Responsável por 7,5% dos casos registrados no INCA em 2020, os tumores uterinos causam diversos problemas ginecológicos, tais como: hemorragias uterinas anormais e dores pélvicas. Mas as lesões do HPV (aproximadamente 130 tipos) demoram cerca de 10 anos para se desenvolver.


Endometriose: doença silenciosa

Outra doença ginecológica que afeta 10% da população feminina é a endometriose, que é diferente de endometrite. A endometrite é uma inflamação do endométrio que pode ser causada por micro-organismos sexualmente transmissíveis ou por outros tipos de bactérias.
A endometriose é caracterizada pela implantação do endométrio (tecido que reveste a cavidade uterina) fora do útero. Em um processo normal, a mulher elimina o endométrio durante a menstruação. Contudo, algumas células podem migrar no sentido oposto e se alojar na cavidade abdominal, multiplicando-se e provocando uma reação inflamatória.
No SUS (Sistema Único de Saúde) o exame que detecta o câncer de colo de útero é indicado a partir dos 25 anos mas pode ser feito antes ou depois dessa idade. Já a mamografia, que detecta precocemente o câncer de mama pode ser feita a partir dos 40 anos se essa mulher não estiver entre a população com risco elevado de desenvolver a doença.
Podendo ser realizado o autoexame por si própria também. Sobre o HPV, o SUS também disponibiliza vacina para meninas e meninos com idade entre 9 e 14 anos para os tipos de câncer mais específicos.

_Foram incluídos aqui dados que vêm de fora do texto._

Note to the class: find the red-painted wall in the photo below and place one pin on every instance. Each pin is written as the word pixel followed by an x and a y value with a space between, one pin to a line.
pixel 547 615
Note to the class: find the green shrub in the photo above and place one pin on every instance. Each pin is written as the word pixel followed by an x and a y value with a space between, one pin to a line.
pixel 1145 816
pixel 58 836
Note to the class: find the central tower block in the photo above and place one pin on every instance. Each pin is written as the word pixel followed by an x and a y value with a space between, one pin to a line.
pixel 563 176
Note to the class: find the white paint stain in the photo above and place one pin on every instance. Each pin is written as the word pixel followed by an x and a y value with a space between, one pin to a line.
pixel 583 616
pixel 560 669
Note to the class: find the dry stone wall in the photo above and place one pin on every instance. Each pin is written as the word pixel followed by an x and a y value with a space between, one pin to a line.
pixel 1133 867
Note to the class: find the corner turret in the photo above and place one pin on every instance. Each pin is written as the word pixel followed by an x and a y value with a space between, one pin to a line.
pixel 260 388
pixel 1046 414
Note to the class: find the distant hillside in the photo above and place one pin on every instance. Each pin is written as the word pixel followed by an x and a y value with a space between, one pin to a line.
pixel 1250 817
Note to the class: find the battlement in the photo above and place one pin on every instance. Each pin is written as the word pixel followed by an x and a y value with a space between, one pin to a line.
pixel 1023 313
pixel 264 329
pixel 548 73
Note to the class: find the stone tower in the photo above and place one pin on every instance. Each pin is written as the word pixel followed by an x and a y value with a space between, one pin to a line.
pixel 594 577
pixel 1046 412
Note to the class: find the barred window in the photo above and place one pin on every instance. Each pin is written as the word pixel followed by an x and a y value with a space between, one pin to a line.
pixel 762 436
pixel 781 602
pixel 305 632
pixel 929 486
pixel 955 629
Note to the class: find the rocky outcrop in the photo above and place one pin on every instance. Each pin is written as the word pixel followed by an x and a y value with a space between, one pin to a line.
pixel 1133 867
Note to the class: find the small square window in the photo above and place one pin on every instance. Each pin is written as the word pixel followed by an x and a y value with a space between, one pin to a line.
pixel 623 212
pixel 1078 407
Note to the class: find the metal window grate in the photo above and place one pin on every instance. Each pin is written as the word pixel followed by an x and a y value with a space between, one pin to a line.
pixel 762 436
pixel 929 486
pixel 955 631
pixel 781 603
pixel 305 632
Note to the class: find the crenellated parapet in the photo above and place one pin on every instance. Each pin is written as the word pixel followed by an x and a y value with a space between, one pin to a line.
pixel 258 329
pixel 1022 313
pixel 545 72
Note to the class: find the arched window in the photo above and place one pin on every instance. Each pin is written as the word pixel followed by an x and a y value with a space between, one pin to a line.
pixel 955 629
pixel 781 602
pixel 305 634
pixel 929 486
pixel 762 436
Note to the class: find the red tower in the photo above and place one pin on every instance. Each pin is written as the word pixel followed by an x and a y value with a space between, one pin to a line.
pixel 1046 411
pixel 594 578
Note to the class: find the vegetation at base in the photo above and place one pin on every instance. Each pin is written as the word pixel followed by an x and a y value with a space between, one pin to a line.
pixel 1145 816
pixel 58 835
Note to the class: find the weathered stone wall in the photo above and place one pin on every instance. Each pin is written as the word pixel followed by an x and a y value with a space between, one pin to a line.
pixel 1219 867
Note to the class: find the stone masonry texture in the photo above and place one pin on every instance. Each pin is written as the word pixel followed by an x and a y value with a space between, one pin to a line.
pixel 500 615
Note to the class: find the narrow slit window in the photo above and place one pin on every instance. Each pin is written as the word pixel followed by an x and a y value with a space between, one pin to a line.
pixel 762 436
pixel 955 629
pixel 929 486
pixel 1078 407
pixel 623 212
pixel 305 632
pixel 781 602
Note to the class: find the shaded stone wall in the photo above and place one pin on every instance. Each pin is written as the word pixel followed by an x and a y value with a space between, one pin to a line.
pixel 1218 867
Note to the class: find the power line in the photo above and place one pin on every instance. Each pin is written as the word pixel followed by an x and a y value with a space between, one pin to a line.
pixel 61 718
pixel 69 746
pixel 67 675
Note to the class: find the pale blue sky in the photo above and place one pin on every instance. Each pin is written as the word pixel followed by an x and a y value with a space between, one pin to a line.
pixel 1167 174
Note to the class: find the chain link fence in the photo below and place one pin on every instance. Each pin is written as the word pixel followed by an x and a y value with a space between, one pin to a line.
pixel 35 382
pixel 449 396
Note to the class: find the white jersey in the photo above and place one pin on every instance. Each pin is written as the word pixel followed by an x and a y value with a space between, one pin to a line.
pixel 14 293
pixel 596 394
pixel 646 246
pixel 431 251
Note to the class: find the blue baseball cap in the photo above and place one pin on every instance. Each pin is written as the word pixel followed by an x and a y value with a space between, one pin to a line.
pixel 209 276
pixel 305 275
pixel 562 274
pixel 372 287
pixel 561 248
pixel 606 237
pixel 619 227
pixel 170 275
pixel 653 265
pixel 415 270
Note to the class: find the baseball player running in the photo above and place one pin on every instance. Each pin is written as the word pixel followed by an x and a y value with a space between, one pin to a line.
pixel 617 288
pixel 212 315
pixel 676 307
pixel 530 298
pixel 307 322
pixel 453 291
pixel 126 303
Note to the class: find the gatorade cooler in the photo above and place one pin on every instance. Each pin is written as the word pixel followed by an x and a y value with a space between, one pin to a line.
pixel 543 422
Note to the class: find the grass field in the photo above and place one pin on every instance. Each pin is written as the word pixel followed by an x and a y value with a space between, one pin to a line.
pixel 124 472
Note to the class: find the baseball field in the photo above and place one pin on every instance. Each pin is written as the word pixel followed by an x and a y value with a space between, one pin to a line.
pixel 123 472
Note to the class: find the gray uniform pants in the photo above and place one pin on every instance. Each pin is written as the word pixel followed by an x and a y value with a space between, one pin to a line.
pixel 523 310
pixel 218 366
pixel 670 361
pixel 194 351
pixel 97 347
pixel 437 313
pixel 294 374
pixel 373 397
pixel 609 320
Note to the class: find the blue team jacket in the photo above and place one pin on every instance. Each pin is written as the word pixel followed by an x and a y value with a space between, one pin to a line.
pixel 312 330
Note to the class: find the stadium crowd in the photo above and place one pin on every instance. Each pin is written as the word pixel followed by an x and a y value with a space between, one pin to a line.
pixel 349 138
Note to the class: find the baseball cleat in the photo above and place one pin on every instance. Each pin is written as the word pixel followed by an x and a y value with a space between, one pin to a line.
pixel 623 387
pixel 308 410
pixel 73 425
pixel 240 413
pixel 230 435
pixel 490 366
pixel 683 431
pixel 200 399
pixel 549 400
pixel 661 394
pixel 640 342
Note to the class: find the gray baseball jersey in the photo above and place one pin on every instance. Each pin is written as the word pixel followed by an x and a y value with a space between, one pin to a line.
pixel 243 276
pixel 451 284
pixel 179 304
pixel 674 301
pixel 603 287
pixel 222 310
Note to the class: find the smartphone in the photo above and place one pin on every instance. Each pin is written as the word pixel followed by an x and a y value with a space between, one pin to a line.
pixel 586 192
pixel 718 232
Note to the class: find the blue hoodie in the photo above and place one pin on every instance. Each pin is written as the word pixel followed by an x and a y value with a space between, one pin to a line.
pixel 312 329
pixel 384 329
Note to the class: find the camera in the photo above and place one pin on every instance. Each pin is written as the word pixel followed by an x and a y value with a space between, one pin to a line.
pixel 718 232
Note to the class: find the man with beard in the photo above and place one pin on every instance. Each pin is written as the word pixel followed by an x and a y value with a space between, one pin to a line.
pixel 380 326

Bora falar um pouquinho de ISTs?
Para começar, a nomenclatura mudou pois em ISTs é possível a pessoa se contaminar sem manifestar sintomas da doença, diferente do que se imaginava com o termo DST.
1) É um mito total que mulheres lésbicas não contraem ISTs por não se relacionarem sexualmente com homens (como se estivéssemos protegidas contra ISTs). Já que a transmissão se dá por contato com sangue (amigas, transar menstruada é perigoso se você não conhece a parceira, ok?), outros fluídos e mucosas.
2) “dj bom não arranha disco”. Se a vulva e vagina fossem discos, talvez não houvesse problema, mas elas não são. Isso se trata de cuidado e higiene consigo e sua parceira. Unhas grandes podem abrigar até 32 tipos de bactérias e 28 espécies de fungos que causam infecções graves. Se você tem a intenção de transar com mulheres, corte as unhas e lave as mãos antes do ato.
3) Transar de bexiga cheia é uma excelente situação para as bactérias que naturalmente vivem na área urogenital por termos uma uretra curtinha e perto do ânus. É também um dos grandes causadores de infecção urinária. Faça xixi antes e depois de cada transa.
4) Alimentos e vulva são duas coisas que definitivamente NÃO combinam. Qualquer coisa que não seja de contato íntimo com a região (sex toys por exemplo) não deve ser utilizado na vulva. Caso utilizem, lavem o brinquedo depois de cada relação. Se usarem em orifício anal depois do vaginal/oral (ou vice-versa), troquem a camisinha.
O pH vaginal é ácido e tem que estar regulado entre 3,8 e 4,5 para que as bactérias próprias da área possam viver em harmonia com você sem causar danos. Comida e bebidas são na boca, não na vulva. Depois as gatas aparecem com candidíase e juram que não sabem o porque!
Todas as patologias citadas possuem tratamento gratuito garantido pelo SUS e características próprias, variando entre dor ao urinar, verrugas na região genital e secreção. Podendo ter outros tipos de transmissão além do sexo.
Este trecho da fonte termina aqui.